The second generation of cats got its final member when Zeus showed up at our garage door on the coldest night of 2008, mewling piteously for food and warmth. We’re suckers and we took him in. Zeus, Lopsided Cat and Ghlaghghee formed a fairly stable trio for the better part of the decade, with well-defined roles: Lopsided Cat was the Cat’s Cat, sort of the platonic ideal of a cat, who kept the house largely vermin free (we’re surrounded on three sides by agricultural fields, and without cats the field critters eventually head indoors). Ghlaghghee was a pretty princess who ruled the house with an iron paw. Zeus was the adolescent comedy relief. Ghlaghghee became world-famous when I taped bacon to her; she was written up in the New York Times and the Washington Post among other places. The other two cats did not seem to mind her fame.
It means we currently have four cats at the Scalzi Compound, which to my mind is one more than we absolutely need. Three seems to me to be the ideal number. But then I look at Zeus, now the elder cat, and I realize that all-too-sooner than later that “problem” will take care of itself. Maybe in the meantime I should enjoy these furry folks while we have them.
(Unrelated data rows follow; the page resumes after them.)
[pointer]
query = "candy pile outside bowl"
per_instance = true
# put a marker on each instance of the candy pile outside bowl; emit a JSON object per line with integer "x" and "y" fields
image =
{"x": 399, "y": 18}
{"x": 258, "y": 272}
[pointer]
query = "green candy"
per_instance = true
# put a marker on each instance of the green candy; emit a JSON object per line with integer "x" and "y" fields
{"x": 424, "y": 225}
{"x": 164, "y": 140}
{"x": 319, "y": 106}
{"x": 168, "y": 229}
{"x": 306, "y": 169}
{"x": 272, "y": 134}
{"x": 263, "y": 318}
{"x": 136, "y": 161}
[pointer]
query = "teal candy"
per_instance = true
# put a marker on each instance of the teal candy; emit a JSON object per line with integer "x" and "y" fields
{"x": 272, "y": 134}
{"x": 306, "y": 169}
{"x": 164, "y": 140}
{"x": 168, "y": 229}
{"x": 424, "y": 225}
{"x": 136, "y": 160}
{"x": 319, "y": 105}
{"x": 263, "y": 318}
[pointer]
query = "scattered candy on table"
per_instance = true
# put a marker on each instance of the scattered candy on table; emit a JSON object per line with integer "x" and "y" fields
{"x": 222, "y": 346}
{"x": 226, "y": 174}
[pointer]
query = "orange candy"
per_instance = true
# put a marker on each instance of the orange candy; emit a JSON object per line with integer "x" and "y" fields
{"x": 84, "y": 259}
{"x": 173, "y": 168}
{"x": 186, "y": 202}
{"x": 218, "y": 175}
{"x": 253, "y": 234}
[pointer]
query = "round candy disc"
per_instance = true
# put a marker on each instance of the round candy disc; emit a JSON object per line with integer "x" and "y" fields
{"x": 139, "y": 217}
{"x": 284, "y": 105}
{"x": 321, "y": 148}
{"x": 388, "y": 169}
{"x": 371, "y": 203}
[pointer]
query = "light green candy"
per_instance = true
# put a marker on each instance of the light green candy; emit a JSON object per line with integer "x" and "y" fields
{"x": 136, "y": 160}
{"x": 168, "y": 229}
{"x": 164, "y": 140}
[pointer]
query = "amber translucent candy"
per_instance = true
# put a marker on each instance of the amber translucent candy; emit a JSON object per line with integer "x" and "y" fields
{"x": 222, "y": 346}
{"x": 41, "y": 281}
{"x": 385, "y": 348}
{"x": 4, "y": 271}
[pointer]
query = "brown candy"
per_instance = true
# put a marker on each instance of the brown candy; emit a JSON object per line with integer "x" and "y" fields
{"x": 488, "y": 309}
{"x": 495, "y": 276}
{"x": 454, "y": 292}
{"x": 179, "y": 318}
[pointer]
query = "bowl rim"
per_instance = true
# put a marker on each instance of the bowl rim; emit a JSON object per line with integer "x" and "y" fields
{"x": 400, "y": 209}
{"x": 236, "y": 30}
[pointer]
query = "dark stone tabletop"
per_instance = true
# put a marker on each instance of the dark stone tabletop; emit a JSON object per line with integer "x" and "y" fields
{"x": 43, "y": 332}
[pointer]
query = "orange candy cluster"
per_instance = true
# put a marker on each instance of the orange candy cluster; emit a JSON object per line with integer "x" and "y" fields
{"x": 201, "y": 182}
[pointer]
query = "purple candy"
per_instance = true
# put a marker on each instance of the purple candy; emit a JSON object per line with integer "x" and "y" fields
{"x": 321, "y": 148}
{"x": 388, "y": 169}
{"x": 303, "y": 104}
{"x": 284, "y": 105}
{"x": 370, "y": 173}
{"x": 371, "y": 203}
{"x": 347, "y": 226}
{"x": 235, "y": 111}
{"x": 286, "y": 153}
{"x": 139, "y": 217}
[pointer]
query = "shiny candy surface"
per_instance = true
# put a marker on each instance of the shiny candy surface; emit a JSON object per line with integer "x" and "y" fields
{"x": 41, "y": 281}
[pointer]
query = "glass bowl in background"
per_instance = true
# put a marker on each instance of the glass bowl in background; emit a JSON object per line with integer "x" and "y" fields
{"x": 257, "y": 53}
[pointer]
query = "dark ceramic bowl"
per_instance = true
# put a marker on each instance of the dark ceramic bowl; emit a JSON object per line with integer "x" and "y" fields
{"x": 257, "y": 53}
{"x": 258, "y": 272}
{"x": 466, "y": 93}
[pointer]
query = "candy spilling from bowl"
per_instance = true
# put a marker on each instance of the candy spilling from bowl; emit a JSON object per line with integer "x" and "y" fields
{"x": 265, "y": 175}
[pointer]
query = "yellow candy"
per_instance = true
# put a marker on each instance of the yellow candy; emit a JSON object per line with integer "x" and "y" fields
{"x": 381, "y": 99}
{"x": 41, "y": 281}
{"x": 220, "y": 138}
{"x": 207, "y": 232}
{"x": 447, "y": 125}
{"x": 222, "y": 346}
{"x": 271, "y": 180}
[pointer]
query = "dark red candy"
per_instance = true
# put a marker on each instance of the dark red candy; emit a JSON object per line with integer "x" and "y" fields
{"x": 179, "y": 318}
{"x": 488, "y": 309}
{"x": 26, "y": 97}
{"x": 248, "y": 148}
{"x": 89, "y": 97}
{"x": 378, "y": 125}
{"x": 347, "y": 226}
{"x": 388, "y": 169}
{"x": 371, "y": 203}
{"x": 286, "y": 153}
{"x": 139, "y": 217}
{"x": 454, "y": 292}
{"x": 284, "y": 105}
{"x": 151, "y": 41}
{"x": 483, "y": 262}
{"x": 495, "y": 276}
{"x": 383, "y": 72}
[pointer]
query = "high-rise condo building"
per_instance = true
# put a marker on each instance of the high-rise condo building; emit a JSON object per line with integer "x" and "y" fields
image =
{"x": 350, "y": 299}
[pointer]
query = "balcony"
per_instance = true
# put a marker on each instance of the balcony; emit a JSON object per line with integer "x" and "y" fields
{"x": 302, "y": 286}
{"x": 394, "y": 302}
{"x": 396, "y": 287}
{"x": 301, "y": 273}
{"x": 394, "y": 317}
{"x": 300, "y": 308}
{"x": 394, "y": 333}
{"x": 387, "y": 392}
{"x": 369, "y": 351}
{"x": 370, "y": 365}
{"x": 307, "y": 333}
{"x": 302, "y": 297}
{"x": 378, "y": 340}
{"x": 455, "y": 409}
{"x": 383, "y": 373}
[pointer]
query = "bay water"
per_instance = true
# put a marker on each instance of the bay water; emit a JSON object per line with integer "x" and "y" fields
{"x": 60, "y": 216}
Which is of course the problem with cats, and pets in general: They don’t last. If you’re lucky you get a decade and a half with them, give or take a couple of years. Then they pass along and you have a cat-shaped hole in your heart for a little while. New kittens and cats can help that heal, but you still miss the ones who are gone.
As it happens, Rex and Ghlaghghee and Lopsided Cat are still here with us, in their way. Rex’s cremated remains are in a lovely urn that a Whatever reader made for him, and the other two are buried beneath the oak tree in the back yard, which is appropriate inasmuch as the spent nearly their whole lives in sight of that tree. They’re home. I find that I miss these cats of mine as much as (and in some cases more than) humans I’ve known in my life. They’re all people. And these people lived with me and were part of my family.
Here in 2018, it’s interesting watching the four cats we have configure themselves into their own sort of family unit. Zeus is the cranky elder, Sugar is the standoffish queen, Spice has taken up the mantle of the great hunter, and Smudge… well, he’s still figuring out what he wants to be when he grows up, and in the meantime he runs about with fearless and some would suggest heedless kitten energy, running head first into the other cats whether they want that or not. It’s fun to watch them tolerate him, until they don’t. He doesn’t seem to mind.